B. if the hyponatremia is known to be of less than 48 hours duration it can be corrected quickly

c. in chronic hyponatremia, the Na+ should not be raised by more than 0.5mmol/l/hr

d. if the Na+ level is raised too quickly in a pt with chronic hyponatremia it vauses an increase in ICP

e. central pontine myelinolysis is caused when hypernatremia is corrected to quickly

12. Which neoplasm is not characteristically associated with SIADH?

a. mesothelioma

B. bronchogenic carcinoma

c. breast

d. prostate

e. bladder

13. Which drug is not well known to cause hyponatremia?

a. sertraline

B. amitryptilline

c. ecstasy

d. carbamazepine

e. roxithromycin

14. With regards to hypernatremia which is incorrect?
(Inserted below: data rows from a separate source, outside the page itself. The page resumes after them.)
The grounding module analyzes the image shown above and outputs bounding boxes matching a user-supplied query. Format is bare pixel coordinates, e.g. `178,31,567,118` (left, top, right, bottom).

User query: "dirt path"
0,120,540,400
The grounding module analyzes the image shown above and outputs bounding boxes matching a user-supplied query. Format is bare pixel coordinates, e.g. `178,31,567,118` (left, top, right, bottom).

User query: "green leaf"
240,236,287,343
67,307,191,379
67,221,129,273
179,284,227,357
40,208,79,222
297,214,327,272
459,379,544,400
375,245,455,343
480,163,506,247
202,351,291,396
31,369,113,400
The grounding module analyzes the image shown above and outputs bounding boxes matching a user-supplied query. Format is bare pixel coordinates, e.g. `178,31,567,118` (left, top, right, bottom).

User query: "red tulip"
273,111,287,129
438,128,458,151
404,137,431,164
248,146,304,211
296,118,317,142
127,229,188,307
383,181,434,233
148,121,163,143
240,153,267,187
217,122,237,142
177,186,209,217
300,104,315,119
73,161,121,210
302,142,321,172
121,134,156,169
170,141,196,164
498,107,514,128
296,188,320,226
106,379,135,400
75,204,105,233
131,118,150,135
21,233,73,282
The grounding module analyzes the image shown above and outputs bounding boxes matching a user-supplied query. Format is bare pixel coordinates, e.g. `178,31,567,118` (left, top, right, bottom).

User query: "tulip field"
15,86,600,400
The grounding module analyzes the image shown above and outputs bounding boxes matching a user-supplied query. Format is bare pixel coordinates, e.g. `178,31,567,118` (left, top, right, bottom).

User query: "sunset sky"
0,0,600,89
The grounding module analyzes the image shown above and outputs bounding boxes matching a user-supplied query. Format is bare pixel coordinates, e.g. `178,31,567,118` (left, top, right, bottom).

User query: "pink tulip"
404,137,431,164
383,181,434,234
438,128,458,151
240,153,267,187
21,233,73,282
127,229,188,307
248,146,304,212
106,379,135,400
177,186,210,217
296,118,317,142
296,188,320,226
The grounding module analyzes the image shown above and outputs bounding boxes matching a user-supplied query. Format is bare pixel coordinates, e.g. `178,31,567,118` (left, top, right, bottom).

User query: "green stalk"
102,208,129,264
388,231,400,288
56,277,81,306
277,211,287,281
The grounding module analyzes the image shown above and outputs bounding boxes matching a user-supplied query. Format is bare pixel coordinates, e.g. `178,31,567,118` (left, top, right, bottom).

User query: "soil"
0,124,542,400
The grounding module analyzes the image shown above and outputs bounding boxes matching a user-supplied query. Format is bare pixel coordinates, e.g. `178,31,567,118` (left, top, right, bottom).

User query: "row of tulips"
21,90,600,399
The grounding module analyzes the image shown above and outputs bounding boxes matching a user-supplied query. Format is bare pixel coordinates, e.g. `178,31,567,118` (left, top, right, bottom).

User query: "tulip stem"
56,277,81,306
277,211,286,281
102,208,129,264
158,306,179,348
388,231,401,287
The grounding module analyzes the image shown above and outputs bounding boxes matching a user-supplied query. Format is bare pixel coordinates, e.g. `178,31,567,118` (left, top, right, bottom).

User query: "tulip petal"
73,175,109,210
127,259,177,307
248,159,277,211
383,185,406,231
a. it should not be corrected greater than 0.5mmol/L/hr

B. is usually associated with inadequate water intake

c. Normal Saline should not be used if the pt is hypovolemic and hypotensive

d. If associated with hypervolemia then frusemide should be used

e. It is clinically manifest by primarily neurological effects

15. w.th regards to Calcium which statement is incorrect?

a. the normal correct range is 2.1-2.5

B. the ionized correct range is 1.14-1.3

c. to correct for the low albumin add 0.1 to the total calcium for every 4 the albumin is below 36

d. the ionized calcium increases by 0.05 for every 0.1 drop in pH

e. calcium chloride has less elememtal calcium than calcium gluconate

16. What is not a cause of hypercalcemia?

a. post prandial measurement

B. tuberculosis

c. lung Ca

d. hypomagnasemia

e. renal failure

17. Which is incorrect with regards to hypocalcemia?

a. it causes QT prolongation

B. treatment with calcium may not work if magnesium is not given as well

c. i.v administation of calcium requires cardiac monitoring

d. it is seen in pancreatitis

e. hyperventilation produces tetany by causes a fall in the total body calcium

18. Which is not true of hypomagnasemia?

a. it increases SA node automaticity

B. it causes pre eclampsia

c. it prolongs the QT increasing the risk of Toursades

d. it is associated with a 2-3 times increased risk of AF and SVT post AMI

e. symptoms include weakness, lethargy, and poorly controlled AF despite adequate digoxin

19. Which is not true with regards to hypermagnesemia?

a. it is nearly always seen in renal failure

B. it causes nausea, vomiting, loss of deep tendon reflexes, drowsiness and hypotension

c. it causes hypocalcemia

d. if an overdose is taken, Calcium should be given as it is direct antagonist of magnesium

e. it causes widening of the QRS

20. Which equation is incorrect?

a. anion gap =(Na+ + K+) - (Cl- + HCO3-)

B. calculated serum osmolality = 2(Na + urea +glucose)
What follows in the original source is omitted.